How Refinery Helps With Sampling Complex Event Data
Blog post from Honeycomb
Sampling is a method used to extract a subset of data from a larger dataset to make inferences about the whole, and while it is not flawless, it can be highly effective in managing large volumes of complex event data when implemented using Honeycomb’s trace-aware sampling proxy, Refinery. GOAT, an e-commerce platform specializing in designer sneakers and apparel, exemplifies the need for an efficient sampling solution due to its high volume of customer-facing requests. At the 2021 hnycon, Kevan Carstensen, a Backend Engineer at GOAT, shared that their small team relies on sampling with Refinery to manage this data volume, cut through noise, and resolve issues efficiently. However, Kevan emphasized that sampling is not universally suitable and should not be the default choice without understanding its nuances and potential drawbacks, such as increased cognitive load and maintenance requirements.

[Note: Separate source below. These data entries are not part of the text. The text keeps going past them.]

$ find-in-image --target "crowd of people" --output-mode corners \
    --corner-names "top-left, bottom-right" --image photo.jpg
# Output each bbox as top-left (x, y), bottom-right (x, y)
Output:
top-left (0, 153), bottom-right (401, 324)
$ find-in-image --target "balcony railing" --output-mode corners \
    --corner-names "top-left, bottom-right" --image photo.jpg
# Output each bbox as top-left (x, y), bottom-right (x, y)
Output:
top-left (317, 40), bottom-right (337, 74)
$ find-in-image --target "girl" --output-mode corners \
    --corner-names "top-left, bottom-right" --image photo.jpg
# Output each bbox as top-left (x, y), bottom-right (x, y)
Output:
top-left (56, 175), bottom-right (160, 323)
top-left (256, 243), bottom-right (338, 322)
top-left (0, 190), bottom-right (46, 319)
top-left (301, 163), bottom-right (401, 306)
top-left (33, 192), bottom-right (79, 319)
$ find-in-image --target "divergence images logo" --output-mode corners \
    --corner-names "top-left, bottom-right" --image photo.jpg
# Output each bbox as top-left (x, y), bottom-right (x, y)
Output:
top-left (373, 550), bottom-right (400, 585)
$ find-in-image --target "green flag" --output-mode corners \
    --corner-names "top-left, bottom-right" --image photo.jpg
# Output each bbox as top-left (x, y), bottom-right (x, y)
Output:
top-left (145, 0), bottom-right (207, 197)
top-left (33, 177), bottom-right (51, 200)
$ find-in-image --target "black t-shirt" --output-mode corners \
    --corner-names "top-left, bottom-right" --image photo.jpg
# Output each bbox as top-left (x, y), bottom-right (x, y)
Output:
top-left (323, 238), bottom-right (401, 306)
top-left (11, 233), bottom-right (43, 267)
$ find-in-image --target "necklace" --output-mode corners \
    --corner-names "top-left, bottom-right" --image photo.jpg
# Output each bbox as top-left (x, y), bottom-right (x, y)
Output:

GOAT’s implementation of Refinery involved integrating it into their internal Platform as a Service (PaaS) and tuning it to meet their specific load requirements, leading to enhanced visibility and cost management. The process highlighted the importance of rules-based sampling to optimize event quotas and budgets, allowing GOAT to maintain a stable infrastructure while focusing on insights provided by the sampling data.